In short, I slept a total of 11 hours over these three days.
As much as I talk to you each week through this column and share the tips that helped me build my brand, I sometimes push the envelope too far.
Sometimes it is the drive, and other times it’s the opportunity.
I had a conversation with a friend recently and he asked me if working hard is the ultimate secret to success.
But when I thought about it, I realised it isn’t – it’s just an ingredient.
You need a number of elements to come together, and then they’ll automatically attract success.
Our conversation got me thinking. What did I do that turned me into the person I am today? The main dilemma we had with this friend is that he was having what we dubbed ‘delayed success’.
But before you start getting stressed about the money in your account or the car brand you’re driving, keep in mind that success is relative.
We came up with a few points on why success isn’t coming as fast as my friend would like, and this is based on personal stories I feel many of us can identify with.
Don’t get me wrong; my friend is a creative guy, and by that I mean he has these futuristic ideas that might eventually change the world. However, this has turned into a problem over the years.
He reminds me of the younger me. I had all these great business ideas, but since I was in an ‘unsure’ state, I wanted all of them to work.
I ended up trying them all, and by the time I realised that I was wasting time, two years had passed and I hadn’t accomplished anything tangible.
I regrouped. The trouble is that most young entrepreneurs are ambitious but give up easily. I had got to a point where I was so frustrated and broke that I updated my CV and sent it out. However, every time I pressed the ‘send’ button, I felt like I was running away from my destiny.
I remember feeling really low that whole week when I was looking for a job.
I got a call that Friday, and was asked if I was willing to come work under probation, and then they would do a review after two months.
I agreed. I even shaved and bought a few ‘presentable’ outfits.
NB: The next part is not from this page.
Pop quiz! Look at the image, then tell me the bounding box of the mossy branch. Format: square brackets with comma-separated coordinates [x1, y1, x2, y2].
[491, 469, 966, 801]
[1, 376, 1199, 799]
However, the night before I was due to report to my new job, I changed my mind.
I knew and felt that my destiny was more than just seating behind a desk and reporting to a boss. I decided to work harder and smarter.
A few months later, I had set up a shop at Imenti House, I had a branding office along River Road and I launched my music career along with a clothing line.
We give up too easily. There’s a difference between closing because you’ve tried all avenues and closing because you’ve seen a sign of failure.
The other issue I had, and which I noticed earlier than my friend did, was around money.
What helped me is that I got involved with the family budget even before I had strong businesses.
In high school, I sold mandazis and T-shirts, and used some of the money I made to help my mother pay my fees.
After I finished school, I pledged to help with the bills at home. This gave me early knowledge of budgeting and setting spending priorities.
I’m sure you’ve had times when you had money but after a few days you can’t tell where it went. What most young people are doing is spending more than they make.
This often means you’ll never know how your business is doing. In my years of entrepreneurship, I’ve learnt that no matter how small a business is, the level of respect you should have for its accounts should be similar to what you’d have if it were a multinational corporation. DJ Loop taught me that.
Always invest in what made you money in the first place, and then save, take a risk on an opportunity and, once in a while, reward yourself.
You need to know when to move on to a new venture. Whenever one of my businesses is stable, I take the ‘experimental’ budget and try out a new venture.
By the time you’re establishing a new route though, the initial business should be in an automatic gear.
Businesses are selfish, they want you all to themselves. If you can’t afford to give them attention, then you will not see the results you project. That’s why having a great idea doesn’t equal success.
The writer is an award-winning artiste and entrepreneur.